Geometry – Day 61 – Circles, Sectors, Segments, and Annuli

[N.B. These are taking for-ev-er to crank out, for whatever reason, so I’m changing the format a bit. If anybody misses the minute by minute breakdown, I’ll bring it back. I’m guessing it was only there for formality’s sake, though.]

Come for:

  1. The area of circles and all their chopped-up, little parts.

Stay for:

  1. Famous Idiots in History
  2. The Stop Sign Project


Materials

  1. None

Attachments

Slide Deck

  1. honey. Snapple Real Facts. They know what (-x,y), (x,-y) and (-x,-y) look like. These are (y,x). What would (-y,x) look like? (There are at least two answers for b, incidentally.)
  2. The Slate article: http://tinyurl.com/yvgfct
    The US mint page: http://tinyurl.com/6cejq
  3. We all acknowledge that paper bills are the ideal heist. If you HAD to steal any coin, you’d want to steal dollar coins for value. But if you consider WEIGHT in the mix, are dollar coins still your best bet? After you decide, how much would 45,000 pounds of each be worth? What does a low rate mean?
  4. We’ve known area of a circle for awhile. I don’t really want to talk about the formula.
  5. Do you see the parallelogram
  6. We’ll make it clearer.
  7. Now do you see the parallelogram? Alright, what’s the height.
  8. The base is a little trickier discussion.
  9. So there it is.
  10. A basic example.
  11. Working backwards from the answer.
  12. 15 is a great question on what happens to the area of a circle when you double the radius.
  13. Show the three figures, give “doughnut” as a more realistic name. What does the area of each depend on?
  14. Homework: Determine the area of a stop sign in square inches.

Notes & Revisions:

  1. The Algebra proved more difficult for my kids than I anticipated.
  2. Notice that dimes, quarters, and half-dollars are all worth the same relative to their weight. That isn’t an accident.
About 
I'm Dan and this is my blog. I'm a former high school math teacher and current head of teaching at Desmos. He / him. More here.

6 Comments

  1. In the opener: a) is a reflection. b) could be translation, and it could be a reflection, or it could be translation followed by rotation (many of them), or it could be reflection followed by rotation, or……
    More realistic name: usually people refer to a torus as a doughnut. Both are rather questionable. Torus is two dimensional (surface), annulus is one dimensional, doughnut is 3 dimensional.
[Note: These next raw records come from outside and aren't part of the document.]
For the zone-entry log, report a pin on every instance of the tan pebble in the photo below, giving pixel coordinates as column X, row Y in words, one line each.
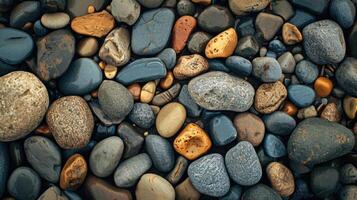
column 148, row 92
column 170, row 119
column 222, row 45
column 190, row 66
column 291, row 34
column 281, row 179
column 192, row 142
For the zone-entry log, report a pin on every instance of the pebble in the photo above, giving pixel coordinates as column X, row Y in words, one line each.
column 269, row 97
column 82, row 77
column 301, row 95
column 127, row 11
column 281, row 178
column 25, row 89
column 142, row 70
column 55, row 20
column 20, row 180
column 246, row 170
column 181, row 32
column 15, row 46
column 116, row 47
column 346, row 76
column 54, row 54
column 192, row 142
column 105, row 156
column 189, row 66
column 222, row 45
column 279, row 123
column 221, row 91
column 26, row 11
column 152, row 31
column 209, row 176
column 266, row 69
column 327, row 140
column 324, row 42
column 170, row 119
column 129, row 171
column 44, row 156
column 215, row 19
column 222, row 130
column 160, row 152
column 70, row 121
column 74, row 172
column 268, row 25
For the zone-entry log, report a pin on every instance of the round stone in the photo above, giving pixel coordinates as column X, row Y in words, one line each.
column 23, row 104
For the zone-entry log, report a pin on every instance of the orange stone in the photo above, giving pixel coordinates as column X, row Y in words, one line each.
column 222, row 45
column 95, row 24
column 323, row 86
column 74, row 172
column 182, row 31
column 192, row 142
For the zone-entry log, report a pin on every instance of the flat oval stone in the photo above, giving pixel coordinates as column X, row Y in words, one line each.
column 316, row 140
column 82, row 76
column 105, row 156
column 130, row 171
column 19, row 182
column 70, row 121
column 209, row 176
column 54, row 54
column 142, row 70
column 324, row 42
column 15, row 46
column 152, row 31
column 44, row 156
column 221, row 91
column 247, row 169
column 23, row 104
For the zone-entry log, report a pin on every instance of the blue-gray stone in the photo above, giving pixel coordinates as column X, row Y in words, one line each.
column 142, row 70
column 279, row 123
column 301, row 95
column 15, row 46
column 306, row 71
column 161, row 152
column 82, row 76
column 239, row 65
column 44, row 156
column 209, row 176
column 24, row 184
column 267, row 69
column 346, row 76
column 152, row 31
column 142, row 115
column 246, row 170
column 273, row 146
column 129, row 172
column 222, row 130
column 26, row 11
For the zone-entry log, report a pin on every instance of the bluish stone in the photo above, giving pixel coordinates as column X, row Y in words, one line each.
column 279, row 123
column 343, row 11
column 246, row 170
column 273, row 146
column 306, row 71
column 152, row 31
column 82, row 76
column 301, row 95
column 239, row 65
column 161, row 152
column 142, row 70
column 15, row 46
column 209, row 176
column 222, row 130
  2. First — Love the circle area dissection. It hints at limits, which is nice. I feel like I just saw this demo for the first time very recently, maybe in the NCTM newsletter?

    Also, do you have issues with red/green colorblind kids doing your opener?

  3. E, I just can’t seem to get this translation/transformation thing right.

    Mr. C, Yeah, yeah, I’m such a fan of limits, both in mathematics and as a logical exercise. I wish I could think of more gentle ways to introduce them. Especially, I would love to derive area of a circle by sending the # of sides of a regular polygon to infinity. I’d lose half the class inside the first slide, but it might be worth it for the sake of the second half.

  4. Oh, and no one’s outed themselves as r/g colorblind, but, playing the odds, I should probably work on my color selection. Crud.

  5. I note a hint of sarcasm in your response. I’ve noticed before that you seem bit defensive about these lessons. Somebody said that they could understand it since you clearly put a lot of work into them. I agreed, but also thought that since you are so concerned with teaching that you would also be concerned with what you teach. Does it seem like a petty peave to you, this issue of translation vs transformation?

    How do you respond to a student who says “I just can’t seem to get this translation/transformation thing right”? Do you say “Oh, well, it’s ok, no worries”? Or is it not ok?